HARM SMITS (30 januari 1923)

Harm Smits (Amsterdam, 30 januari 1923 – Duffel, België, 12 februari 1988) was een Amsterdamse coureur met een zeer bescheiden palmares. Hij begon bij de Amsterdamse wielervereniging ARC Ulysses en was direct na de oorlog een van de sterkste amateurs, maar na de overstap naar de profs kon hij deze belofte niet helemaal inlossen. Hij was beroepsrenner tussen 1947 en 1959 en alleen al de opsomming van ploegen waarvoor hij reed is een aardige indicatie dat hij geen hoogvlieger was en waarschijnlijk elk jaar weer blij was ergens onderdak te hebben gevonden: Individueel (1947, 1953, 1956, 1958 en 1959), Végé en Dilecta-Louvet-Wolber (Fr, 1948), Joco (1949), Garin-Wolber (Fr, 1950), RIH, Patria WKC (Dui) en Ceylon-Joco-Pontiac (1951), Express (Dui) en Odol (1952), Determeyer en Feru (Zw, 1954), Dossche Sport-Titan (Bel, 1955) en Radium-RIH (1957).

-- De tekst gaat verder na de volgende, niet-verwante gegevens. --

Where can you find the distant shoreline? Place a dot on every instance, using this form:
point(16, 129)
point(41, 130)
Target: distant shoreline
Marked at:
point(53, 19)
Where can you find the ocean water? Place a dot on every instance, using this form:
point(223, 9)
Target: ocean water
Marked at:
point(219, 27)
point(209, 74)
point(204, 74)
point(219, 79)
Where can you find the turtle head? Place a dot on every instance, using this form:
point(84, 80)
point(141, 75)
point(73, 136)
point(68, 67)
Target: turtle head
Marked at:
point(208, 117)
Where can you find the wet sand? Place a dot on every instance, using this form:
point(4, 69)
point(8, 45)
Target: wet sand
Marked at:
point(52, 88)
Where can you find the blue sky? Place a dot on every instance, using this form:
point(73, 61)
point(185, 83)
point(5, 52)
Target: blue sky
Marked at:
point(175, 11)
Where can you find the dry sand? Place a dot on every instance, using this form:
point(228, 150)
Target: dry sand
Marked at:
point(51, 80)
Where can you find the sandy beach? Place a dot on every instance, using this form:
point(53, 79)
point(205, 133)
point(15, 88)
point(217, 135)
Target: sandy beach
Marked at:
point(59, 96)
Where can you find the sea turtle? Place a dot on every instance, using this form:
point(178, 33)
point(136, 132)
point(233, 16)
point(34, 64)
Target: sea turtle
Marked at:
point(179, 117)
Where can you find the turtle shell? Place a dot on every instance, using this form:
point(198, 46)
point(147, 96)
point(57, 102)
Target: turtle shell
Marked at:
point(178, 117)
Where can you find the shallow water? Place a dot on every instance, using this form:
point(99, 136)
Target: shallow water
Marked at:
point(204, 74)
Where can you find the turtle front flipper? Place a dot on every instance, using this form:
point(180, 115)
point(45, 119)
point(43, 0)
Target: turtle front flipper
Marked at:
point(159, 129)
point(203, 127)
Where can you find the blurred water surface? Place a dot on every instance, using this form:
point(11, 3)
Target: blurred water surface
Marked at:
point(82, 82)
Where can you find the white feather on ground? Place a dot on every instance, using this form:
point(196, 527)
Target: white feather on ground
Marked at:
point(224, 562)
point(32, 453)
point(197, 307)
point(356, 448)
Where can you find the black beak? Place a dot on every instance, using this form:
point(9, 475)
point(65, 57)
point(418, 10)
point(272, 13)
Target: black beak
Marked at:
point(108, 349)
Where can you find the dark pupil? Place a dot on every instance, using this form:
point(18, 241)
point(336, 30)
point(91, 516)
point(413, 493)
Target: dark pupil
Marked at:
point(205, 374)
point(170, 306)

Harm Smits reed in zijn carrière nooit de Tour de France, nooit de Giro en nooit de Vuelta. Bij slechts drie wielerklassiekers stond hij ooit aan de start: In 1949 werd hij 71e in Parijs-Brussel, in 1950 eindigde hij als 59e in Luik-Bastenaken-Luik en in 1951 was hij 22e in Gent-Wevelgem.
Hij haalde de meeste overwinningen in 1952 toen hij een etappe won in de Ronde van Duitsland en dagzeges had in Roosendaal, Eede en Wouw. De eindstand van die laatste koers op 21 september 1952 laat zien dat het deelnemersveld van bescheiden allure was: 1. Harm Smits (Antwerpen) 130 km in 3.33.38; 2. Brinkman (Maas­land); 3. v., d. Zande (Halsteren); 4. Loos (Amsterdam); 5. Buuron (Bergen op Zoom); 6. Grist (Soest); 7. Bijster (Amsterdam); 8, Maas (Geldrop); 9. Steenbakkers (Den Bosch); 10, Schoenmakers (Eindhoven); 11. Ewers (Wormerveer); 12. Mangelaars (Hoogerheide); 13, Hulshof (Den Bosch). Hij staat hier al genoemd als inwoner van Antwerpen, want al vroeg in zijn wielerloopbaan hing Smits in België wonen. Hij zou er ook niet meer vertrekken.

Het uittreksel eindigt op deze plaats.